It's not fair that I have to go to regular appts and have people ask, "Oh, you're having a Christmas baby!" Agggggg, Christmas is my favorite time of year. I am just sad about this. We have no idea what this year will be like. It's cruel that my situation is never far from my mind, clouding so many things and making them seem less enjoyable. I hate thinking about possible funerals when I should be thinking about showers and diapers and decorating another room.
But after dark periods (some shorter than others - although I feel like all of last week was a long dark time), I wake up and realize - I have HOPE. I will meet Hallie one day, face to face, whether that is here on earth or in heaven.

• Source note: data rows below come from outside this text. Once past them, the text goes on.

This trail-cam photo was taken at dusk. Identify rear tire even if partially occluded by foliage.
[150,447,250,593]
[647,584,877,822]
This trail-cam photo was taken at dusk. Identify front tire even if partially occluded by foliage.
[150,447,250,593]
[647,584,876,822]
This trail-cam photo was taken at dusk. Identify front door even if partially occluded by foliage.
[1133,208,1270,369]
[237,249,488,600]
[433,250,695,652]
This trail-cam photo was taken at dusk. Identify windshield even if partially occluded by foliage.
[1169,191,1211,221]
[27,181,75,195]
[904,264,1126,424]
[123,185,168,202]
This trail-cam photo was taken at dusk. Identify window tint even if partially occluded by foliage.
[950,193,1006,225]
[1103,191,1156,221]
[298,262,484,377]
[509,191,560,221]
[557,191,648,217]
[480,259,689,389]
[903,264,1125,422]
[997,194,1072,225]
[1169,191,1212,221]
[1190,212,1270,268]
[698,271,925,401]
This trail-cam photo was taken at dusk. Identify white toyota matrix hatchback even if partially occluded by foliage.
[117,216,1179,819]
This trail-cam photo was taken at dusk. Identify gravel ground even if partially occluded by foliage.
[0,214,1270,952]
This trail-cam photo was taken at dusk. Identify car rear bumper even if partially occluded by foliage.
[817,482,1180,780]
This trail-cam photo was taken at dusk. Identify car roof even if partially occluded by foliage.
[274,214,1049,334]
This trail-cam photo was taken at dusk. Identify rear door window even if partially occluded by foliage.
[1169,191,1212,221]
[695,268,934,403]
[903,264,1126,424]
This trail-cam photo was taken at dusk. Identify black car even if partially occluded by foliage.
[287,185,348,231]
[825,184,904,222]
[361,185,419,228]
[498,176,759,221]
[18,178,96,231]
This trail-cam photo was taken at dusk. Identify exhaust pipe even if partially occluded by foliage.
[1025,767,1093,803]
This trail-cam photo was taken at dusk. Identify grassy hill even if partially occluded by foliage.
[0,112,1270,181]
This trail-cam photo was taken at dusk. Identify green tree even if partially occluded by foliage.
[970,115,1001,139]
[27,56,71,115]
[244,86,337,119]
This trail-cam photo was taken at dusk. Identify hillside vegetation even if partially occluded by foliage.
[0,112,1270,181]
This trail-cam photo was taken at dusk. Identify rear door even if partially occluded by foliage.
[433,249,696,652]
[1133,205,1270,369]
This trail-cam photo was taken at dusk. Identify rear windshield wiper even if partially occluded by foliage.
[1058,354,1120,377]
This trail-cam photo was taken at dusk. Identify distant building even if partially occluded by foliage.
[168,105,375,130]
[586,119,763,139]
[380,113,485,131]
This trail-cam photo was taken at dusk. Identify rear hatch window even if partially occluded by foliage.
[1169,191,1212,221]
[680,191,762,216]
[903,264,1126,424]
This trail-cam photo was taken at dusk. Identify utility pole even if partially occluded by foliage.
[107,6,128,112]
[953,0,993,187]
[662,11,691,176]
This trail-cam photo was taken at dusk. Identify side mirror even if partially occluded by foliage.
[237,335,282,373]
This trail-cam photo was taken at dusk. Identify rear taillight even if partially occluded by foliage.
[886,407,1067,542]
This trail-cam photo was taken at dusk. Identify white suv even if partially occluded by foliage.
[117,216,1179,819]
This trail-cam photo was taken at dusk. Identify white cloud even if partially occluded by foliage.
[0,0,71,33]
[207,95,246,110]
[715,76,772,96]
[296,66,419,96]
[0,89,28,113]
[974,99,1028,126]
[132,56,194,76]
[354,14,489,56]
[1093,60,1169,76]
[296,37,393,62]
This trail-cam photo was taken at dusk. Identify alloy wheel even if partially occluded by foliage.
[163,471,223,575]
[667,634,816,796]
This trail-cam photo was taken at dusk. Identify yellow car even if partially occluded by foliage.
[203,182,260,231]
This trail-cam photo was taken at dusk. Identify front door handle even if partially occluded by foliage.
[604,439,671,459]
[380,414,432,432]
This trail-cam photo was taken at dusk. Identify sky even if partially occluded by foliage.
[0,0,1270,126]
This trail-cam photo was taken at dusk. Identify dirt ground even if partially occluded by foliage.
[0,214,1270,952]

And she'll be perfect either way. I can have joy and sorrow through all of this and no one would expect anything different. They go hand in hand:
When you are sorrowful look again in your heart, and you shall see that in truth you are weeping for that which has been your delight.
Some of you say, "Joy is greater than sorrow," and others say, "Nay, sorrow is the greater."
But I say unto you, they are inseparable.
Together they come, and when one sits alone with you at your board, remember that the other is asleep upon your bed.
Verily you are suspended like scales between your sorrow and your joy.
This kinda seems long & rambly... but my point is... I'm not strong alone. I'm still standing because I have a Father in Heaven who loves me and shows me true JOY & gives me HOPE in the midst of unspeakable pain & sorrow.